Raising Awareness About Research Among Students in Indigenous Communities

- 3 min
Des jeunes autochtones de la Kahnawà:ke Survival School travaillant dans un laboratoire

On April 10, 2024, some fifteen students from the Kahnawà:ke Survival School went to Université de Montréal’s affiliated hospital research centre, the CRCHUM, to learn about the day-to-day work of research teams and conduct laboratory experiments.

For the occasion, Gareth LimThierry AlquierStephanie Fulton, Dr Vincent Poitout and Dr Dominique Trudel opened their laboratory doors to the students, aged 13 to 15. All day long, they took turns taking part in scientific activities designed and adapted especially for the occasion. Among other things, they had the opportunity to load a DNA gel, examine neuronal cell cultures, use two types of microscopes, and put tissue sections on slides.

“I think it's useful to learn by doing. The good thing about science is that it's easier to get [students] interested in it by bringing them into a lab, showing them what the day-to-day work of researchers looks like and letting them get their hands dirty.”

Antonia Walsh 
Teaching assistant at the Kahnawà:ke Educational Center

The equity, diversity and inclusion (EDI) committee of the research centre, which provided support for the day’s events, was represented during the visit by its EDI advisor, Nyanyui Siliadin.

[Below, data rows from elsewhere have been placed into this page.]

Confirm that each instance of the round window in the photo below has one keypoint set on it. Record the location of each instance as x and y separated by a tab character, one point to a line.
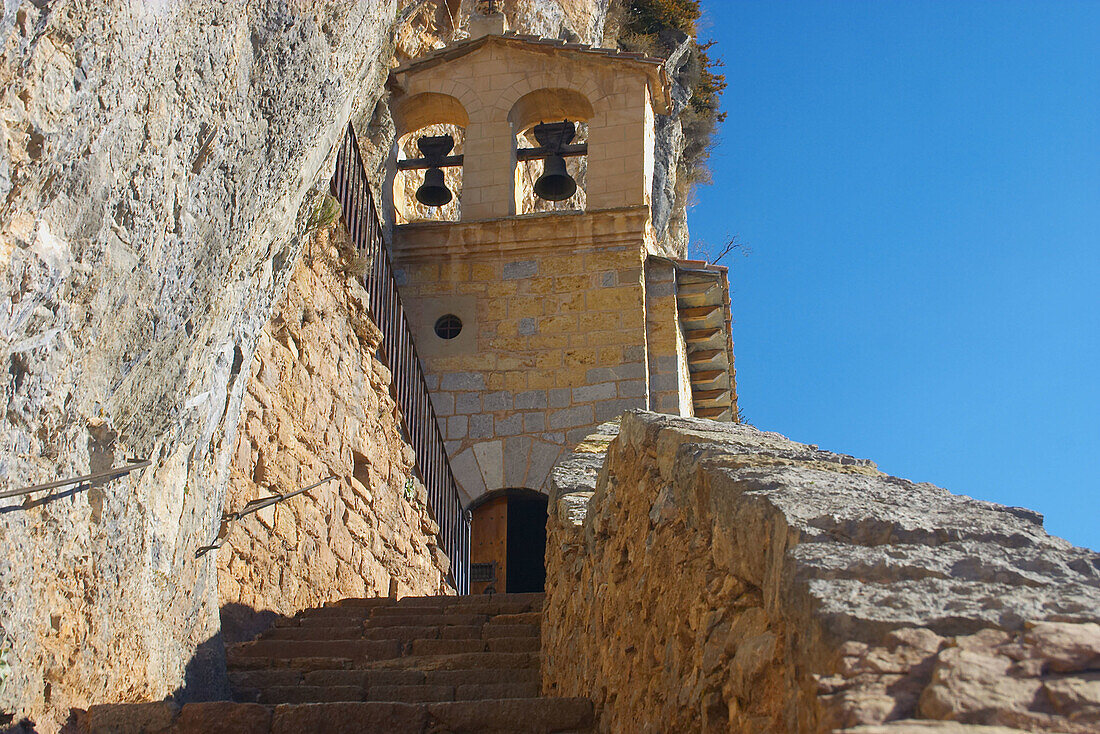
448	327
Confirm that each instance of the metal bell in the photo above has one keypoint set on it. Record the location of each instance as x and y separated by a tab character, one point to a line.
433	192
554	184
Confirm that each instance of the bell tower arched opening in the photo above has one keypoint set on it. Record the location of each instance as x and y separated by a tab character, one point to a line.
431	130
565	109
507	541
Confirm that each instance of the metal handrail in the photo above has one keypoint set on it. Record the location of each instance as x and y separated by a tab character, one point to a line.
107	473
254	506
351	188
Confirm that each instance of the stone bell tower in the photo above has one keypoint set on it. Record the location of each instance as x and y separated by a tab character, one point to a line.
537	320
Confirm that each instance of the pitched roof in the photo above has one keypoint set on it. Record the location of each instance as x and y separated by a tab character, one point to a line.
650	65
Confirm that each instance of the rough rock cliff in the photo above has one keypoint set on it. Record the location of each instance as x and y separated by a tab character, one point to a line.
160	163
712	577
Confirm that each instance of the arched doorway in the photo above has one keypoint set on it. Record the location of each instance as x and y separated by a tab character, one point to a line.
508	530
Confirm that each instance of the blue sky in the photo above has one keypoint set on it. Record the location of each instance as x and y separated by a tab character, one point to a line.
919	184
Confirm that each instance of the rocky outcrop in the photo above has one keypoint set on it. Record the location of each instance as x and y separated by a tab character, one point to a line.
156	170
318	404
712	577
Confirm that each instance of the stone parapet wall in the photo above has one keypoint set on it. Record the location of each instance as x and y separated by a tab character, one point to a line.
318	404
712	577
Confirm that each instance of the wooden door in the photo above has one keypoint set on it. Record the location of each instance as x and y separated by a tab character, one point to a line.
488	541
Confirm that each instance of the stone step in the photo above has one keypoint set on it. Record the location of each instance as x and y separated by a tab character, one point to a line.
504	625
535	598
462	661
406	693
365	679
486	605
531	715
381	649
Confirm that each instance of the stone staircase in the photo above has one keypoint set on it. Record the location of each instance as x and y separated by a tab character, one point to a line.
418	665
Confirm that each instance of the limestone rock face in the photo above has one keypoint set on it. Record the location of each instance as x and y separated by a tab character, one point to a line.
721	578
155	171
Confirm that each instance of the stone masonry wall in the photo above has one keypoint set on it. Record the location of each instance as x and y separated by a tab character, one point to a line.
712	577
318	404
157	164
552	341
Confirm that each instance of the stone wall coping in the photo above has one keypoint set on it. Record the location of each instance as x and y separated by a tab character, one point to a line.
651	66
542	232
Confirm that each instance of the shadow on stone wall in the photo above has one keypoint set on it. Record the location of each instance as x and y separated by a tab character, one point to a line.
241	623
205	678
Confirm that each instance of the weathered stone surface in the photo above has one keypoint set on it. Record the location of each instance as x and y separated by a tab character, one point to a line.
361	535
160	161
706	576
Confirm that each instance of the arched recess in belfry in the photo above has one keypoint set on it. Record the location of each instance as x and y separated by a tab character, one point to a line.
508	537
421	116
549	105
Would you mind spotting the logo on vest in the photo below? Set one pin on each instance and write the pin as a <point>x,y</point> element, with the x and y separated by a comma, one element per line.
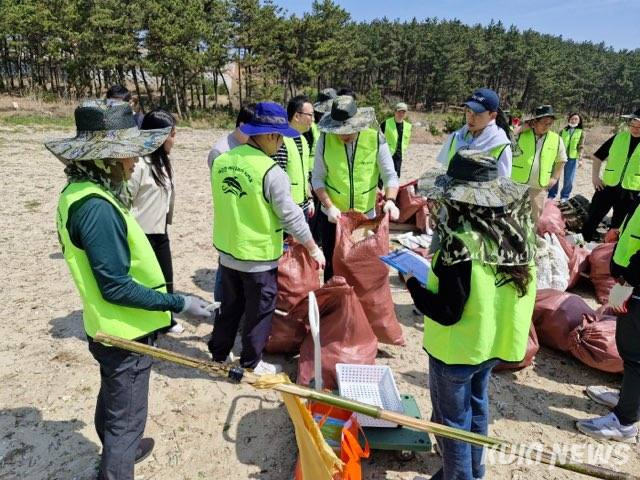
<point>232,185</point>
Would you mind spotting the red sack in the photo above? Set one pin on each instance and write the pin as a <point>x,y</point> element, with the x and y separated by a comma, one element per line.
<point>345,333</point>
<point>555,315</point>
<point>578,260</point>
<point>409,203</point>
<point>594,343</point>
<point>358,263</point>
<point>297,276</point>
<point>532,348</point>
<point>422,218</point>
<point>600,273</point>
<point>287,334</point>
<point>551,220</point>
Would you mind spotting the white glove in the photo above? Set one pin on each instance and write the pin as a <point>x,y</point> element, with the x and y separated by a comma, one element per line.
<point>333,214</point>
<point>195,306</point>
<point>619,294</point>
<point>318,256</point>
<point>391,209</point>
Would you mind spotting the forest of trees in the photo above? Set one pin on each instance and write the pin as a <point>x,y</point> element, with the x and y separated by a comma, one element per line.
<point>173,50</point>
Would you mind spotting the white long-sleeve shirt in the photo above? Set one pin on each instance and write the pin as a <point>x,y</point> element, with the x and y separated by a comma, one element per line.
<point>385,165</point>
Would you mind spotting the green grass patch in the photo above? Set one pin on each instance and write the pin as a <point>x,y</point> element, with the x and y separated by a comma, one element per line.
<point>37,120</point>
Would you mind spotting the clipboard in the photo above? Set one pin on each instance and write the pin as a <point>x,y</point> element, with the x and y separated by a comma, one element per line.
<point>408,262</point>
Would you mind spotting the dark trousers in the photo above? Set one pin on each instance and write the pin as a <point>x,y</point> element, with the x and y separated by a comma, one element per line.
<point>162,248</point>
<point>328,233</point>
<point>628,343</point>
<point>251,294</point>
<point>121,409</point>
<point>623,202</point>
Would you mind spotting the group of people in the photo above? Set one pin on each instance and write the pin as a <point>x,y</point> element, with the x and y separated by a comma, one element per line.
<point>291,173</point>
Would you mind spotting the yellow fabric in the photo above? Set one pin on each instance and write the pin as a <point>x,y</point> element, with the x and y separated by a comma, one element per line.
<point>317,459</point>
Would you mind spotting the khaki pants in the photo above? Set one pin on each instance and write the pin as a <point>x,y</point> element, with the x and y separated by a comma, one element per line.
<point>537,196</point>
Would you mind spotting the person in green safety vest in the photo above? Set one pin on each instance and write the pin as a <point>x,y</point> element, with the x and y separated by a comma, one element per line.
<point>350,157</point>
<point>397,131</point>
<point>115,271</point>
<point>573,138</point>
<point>252,207</point>
<point>541,158</point>
<point>619,187</point>
<point>621,423</point>
<point>293,156</point>
<point>478,299</point>
<point>485,130</point>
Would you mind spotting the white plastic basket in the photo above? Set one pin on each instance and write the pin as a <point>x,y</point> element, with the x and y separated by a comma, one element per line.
<point>372,384</point>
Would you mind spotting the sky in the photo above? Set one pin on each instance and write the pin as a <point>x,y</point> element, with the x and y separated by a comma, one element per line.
<point>614,22</point>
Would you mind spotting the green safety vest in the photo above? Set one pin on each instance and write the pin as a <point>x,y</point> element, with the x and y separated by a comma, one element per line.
<point>621,166</point>
<point>244,224</point>
<point>391,134</point>
<point>99,314</point>
<point>352,186</point>
<point>495,321</point>
<point>495,152</point>
<point>315,133</point>
<point>571,141</point>
<point>629,242</point>
<point>297,168</point>
<point>523,163</point>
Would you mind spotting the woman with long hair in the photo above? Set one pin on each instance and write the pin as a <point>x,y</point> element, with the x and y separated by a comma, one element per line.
<point>479,296</point>
<point>152,194</point>
<point>573,138</point>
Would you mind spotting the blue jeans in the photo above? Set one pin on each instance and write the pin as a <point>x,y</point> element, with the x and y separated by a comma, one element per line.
<point>567,181</point>
<point>459,396</point>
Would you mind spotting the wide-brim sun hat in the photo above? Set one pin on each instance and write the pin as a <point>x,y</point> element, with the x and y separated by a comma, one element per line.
<point>324,100</point>
<point>541,112</point>
<point>269,117</point>
<point>472,178</point>
<point>346,118</point>
<point>106,131</point>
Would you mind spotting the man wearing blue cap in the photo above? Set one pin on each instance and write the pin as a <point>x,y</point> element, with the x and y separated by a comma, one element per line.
<point>481,132</point>
<point>252,206</point>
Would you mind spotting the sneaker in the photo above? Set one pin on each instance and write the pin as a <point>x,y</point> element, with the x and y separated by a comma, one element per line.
<point>265,368</point>
<point>177,328</point>
<point>608,428</point>
<point>604,396</point>
<point>145,447</point>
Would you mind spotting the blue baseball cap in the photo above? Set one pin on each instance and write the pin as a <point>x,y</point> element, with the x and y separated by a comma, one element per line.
<point>269,117</point>
<point>482,100</point>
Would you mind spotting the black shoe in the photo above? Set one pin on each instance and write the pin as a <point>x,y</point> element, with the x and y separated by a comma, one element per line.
<point>145,447</point>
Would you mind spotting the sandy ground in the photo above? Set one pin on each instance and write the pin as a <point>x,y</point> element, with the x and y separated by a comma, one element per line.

“It is important that research teams continue to meet First Peoples,” says Siliadin, “inviting them to come and discover our laboratories and collaborating with Indigenous organizations in a partnership of cultural security in order to innovate together with the two-eyed seeing approach. Welcoming students and faculty from the Kahnawà:ke Survival School to the CRCHUM is a best practice that we encourage. We sincerely thank everyone who participated.”

Encouraging vocations

The goal of the visit from the Kahnawà:ke Survival School students is to raise awareness among young people from the Indigenous community not only about research, but also about the field of science in general. This introductory day is an initiative by Gareth Lim, a researcher at the CRCHUM and Associate Professor in the Department of Medicine at Université de Montréal.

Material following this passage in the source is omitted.